It has been revealed by the Joy Institute, a Nigerian non-governmental organisation, that many doctors in Nigeria are victims of the operations of deceitful indigenous drug marketers, as well as their own inability to stay up-to-date with the latest global information on drugs. Thus, they go on to prescribe and administer medicines that have been banned in other parts of the world to their trustful patients. This disclosure was made at the Continuing Development Programme organised by the NGO in Owerri, Imo State on February 22nd.

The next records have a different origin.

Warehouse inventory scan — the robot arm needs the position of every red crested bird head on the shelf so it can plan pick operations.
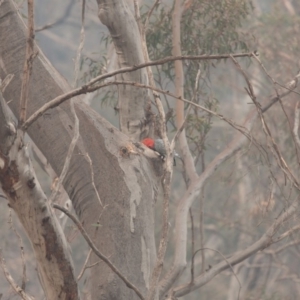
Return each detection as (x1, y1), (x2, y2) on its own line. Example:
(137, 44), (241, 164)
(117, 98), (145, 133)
(141, 138), (155, 149)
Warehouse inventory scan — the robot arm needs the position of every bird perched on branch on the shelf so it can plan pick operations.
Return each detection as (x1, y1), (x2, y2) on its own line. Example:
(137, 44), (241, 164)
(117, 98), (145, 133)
(141, 138), (180, 165)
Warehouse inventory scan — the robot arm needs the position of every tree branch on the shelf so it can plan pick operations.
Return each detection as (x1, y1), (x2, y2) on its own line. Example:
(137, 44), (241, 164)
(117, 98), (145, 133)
(157, 71), (300, 297)
(174, 199), (299, 297)
(0, 93), (79, 299)
(22, 79), (254, 139)
(172, 0), (198, 184)
(19, 0), (35, 124)
(49, 99), (80, 204)
(0, 250), (34, 300)
(8, 210), (27, 290)
(22, 52), (254, 130)
(132, 2), (174, 300)
(53, 204), (145, 300)
(293, 102), (300, 148)
(23, 67), (300, 139)
(73, 0), (85, 87)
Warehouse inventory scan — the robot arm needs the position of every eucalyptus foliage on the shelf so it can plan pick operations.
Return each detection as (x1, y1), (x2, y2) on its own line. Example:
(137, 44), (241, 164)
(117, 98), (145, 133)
(145, 0), (252, 160)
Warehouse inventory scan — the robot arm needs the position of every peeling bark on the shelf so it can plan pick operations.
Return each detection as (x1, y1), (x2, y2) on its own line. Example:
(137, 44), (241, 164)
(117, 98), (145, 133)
(0, 95), (79, 300)
(0, 1), (156, 299)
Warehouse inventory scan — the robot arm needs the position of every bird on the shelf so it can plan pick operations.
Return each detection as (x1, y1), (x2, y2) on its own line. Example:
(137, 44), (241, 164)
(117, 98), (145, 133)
(141, 138), (180, 165)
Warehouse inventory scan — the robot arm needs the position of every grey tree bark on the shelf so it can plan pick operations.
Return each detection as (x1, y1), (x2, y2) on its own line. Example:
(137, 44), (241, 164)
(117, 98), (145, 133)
(97, 0), (151, 140)
(0, 93), (79, 300)
(0, 0), (156, 299)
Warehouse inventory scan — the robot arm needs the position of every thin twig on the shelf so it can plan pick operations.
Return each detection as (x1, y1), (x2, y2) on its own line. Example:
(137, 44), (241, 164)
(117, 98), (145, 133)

According to a coordinator at the institute, Dr. Ikechukwu Nwakuche, the manufacturers of this class of drugs have stopped their production, but local marketers continue to adulterate and sell them, thereby putting the general public in harm’s way. The Joy Institute identifies this problem with banned drugs as a core obstruction to healthcare delivery in Nigeria.

The Nigerian healthcare system is plagued with the endless circulation of substandard or fake drugs by peddlers. An issue which reportedly has its roots in 1986, following former President Ibrahim Badamosi Babangida’s implementation of structural adjustment which saw the Nigerian economy – and the booming pharmaceutical business – take a fatal hit.

Last year, NOIPolls revealed that about 18 percent of Nigerians were victims of counterfeit and substandard medicines and a major culprit is the inability of drug purchasers to distinguish authentic drugs from fake ones. Also, the lack of immediate visible negative effects makes it easy for these poisonous substances to thrive in markets. In 2014, Futurerxdream.com published a list of drugs that were no longer in use around the world, but were still on sale in Nigeria, including Procold, Furacin, and Buta.

On February 20, 2016, the Vice President for Global Health Impact Programmes in Africa, Dr. Patrick Lukulay, posited in an article, that the increase in common and life threatening drug-resistant diseases in Africa, such as tuberculosis and malaria, is largely related to the production, sale, prescription and use of drugs that are of inferior quality. Medical experts at the Continuing Development Programme urged medical practitioners to work together to keep Nigerians safe from the risks of banned drugs and maintain medical rules and standards.